There are four grades of luxating patella depending on the severity of the problem. Clinical signs related to patellar luxation depend on the grade of luxation, amount of arthritis present, how long the disease has been left untreated, and the presence of other knee joint abnormalities.

  • Grade I – The kneecap can be manipulated out of its groove, but returns to its normal position spontaneously.
  • Grade II – The kneecap rides out of its groove occasionally and can be replaced in the groove by manipulation.
  • Grade III – The kneecap rides out of its groove most of the time but can be replaced in the groove by manipulation.
  • Grade IV – The kneecap rides out of its groove all the time and cannot be replaced inside the groove.

Toy and small breed dogs with medially luxating patellae tend to have both sides affected.

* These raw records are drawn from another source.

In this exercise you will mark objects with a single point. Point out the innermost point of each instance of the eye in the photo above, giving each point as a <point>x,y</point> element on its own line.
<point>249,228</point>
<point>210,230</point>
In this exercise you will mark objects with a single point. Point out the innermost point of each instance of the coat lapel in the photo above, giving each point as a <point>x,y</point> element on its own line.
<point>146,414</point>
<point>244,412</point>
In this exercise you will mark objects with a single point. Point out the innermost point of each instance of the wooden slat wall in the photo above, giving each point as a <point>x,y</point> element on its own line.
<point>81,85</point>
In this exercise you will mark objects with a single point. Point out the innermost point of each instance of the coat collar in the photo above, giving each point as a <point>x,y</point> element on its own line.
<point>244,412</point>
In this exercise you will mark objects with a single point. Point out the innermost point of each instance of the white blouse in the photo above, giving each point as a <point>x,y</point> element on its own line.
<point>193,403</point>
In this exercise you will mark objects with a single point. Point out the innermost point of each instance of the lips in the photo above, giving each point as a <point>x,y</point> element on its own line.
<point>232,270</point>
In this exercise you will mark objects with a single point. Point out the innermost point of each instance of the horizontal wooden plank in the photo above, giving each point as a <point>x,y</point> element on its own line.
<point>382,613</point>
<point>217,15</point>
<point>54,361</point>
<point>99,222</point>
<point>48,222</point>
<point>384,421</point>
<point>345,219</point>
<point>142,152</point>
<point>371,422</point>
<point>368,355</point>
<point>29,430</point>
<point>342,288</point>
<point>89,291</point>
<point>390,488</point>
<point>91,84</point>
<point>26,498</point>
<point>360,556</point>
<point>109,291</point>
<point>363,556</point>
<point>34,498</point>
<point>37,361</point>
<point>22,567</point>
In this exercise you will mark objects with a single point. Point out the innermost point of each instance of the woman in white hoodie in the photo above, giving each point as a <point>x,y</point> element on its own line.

Common signs to look for include:

  • The affected leg is intermittently carried with the knee joint flexed
  • Persistent, abnormal hindleg carriage and function in neonates and puppies
  • Occasional “skipping” hindleg lameness
  • Sudden signs of lameness following minor trauma
  • Crouching, bowlegged or knock-kneed stance
  • There may be no signs, and the diagnosis may occur during routine physical examination by you veterinarian

What is the treatment?

Treatment depends on the severity of the problem. Low-grade problems of short duration are usually treated medically with anti-inflammatory painkillers and rest. Surgical stabilisation of the kneecap is the treatment of choice for dogs with grades II to IV luxation (popping in and out to permanently out of its normal position). More than 90% of the animals treated surgically will have improved joint function and leg use, especially smaller breeds of dogs. If left untreated, arthritis in the affected knee joint will develop.

Surgery may involve one or more of the following:

  • Reconstruction of soft tissues surrounding the knee cap to loosen the side toward which the patella is riding and tighten the opposite side.
  • Deepening of the femoral groove so that the knee cap can seat deeply in its normal position. This is achieved by recessing a wedge or rectangular block of cartilage and bone over the femoral groove to preserve contact between the knee cap and underlying cartilage.
  • Transposing the tibial crest, the bony prominence onto which the tendon of the patella attaches below the knee. This will help realign the quadriceps, the patella and its tendon.
  • Correction of abnormally shaped femurs is occasionally required in cases where the knee cap rides outside of its groove most or all the time. This procedure involves cutting the bone, correcting its deformation and immobilising it with a bone plate.

What is the prognosis?

The prognosis after surgery is excellent in the majority of cases, except if significant arthritis is present. The prognosis is less favourable in large dogs, especially when patellar luxation is combined with other abnormalities, such as angulation of the long bones or hip dysplasia.

If your dog is diagnosed with a luxating patella and surgery is recommended, it is better to have this done sooner rather than later when secondary degenerative joint disease (arthritis) has occurred.

As it seems likely that this condition could be passed genetically, dogs diagnosed with patella luxation should not be bred.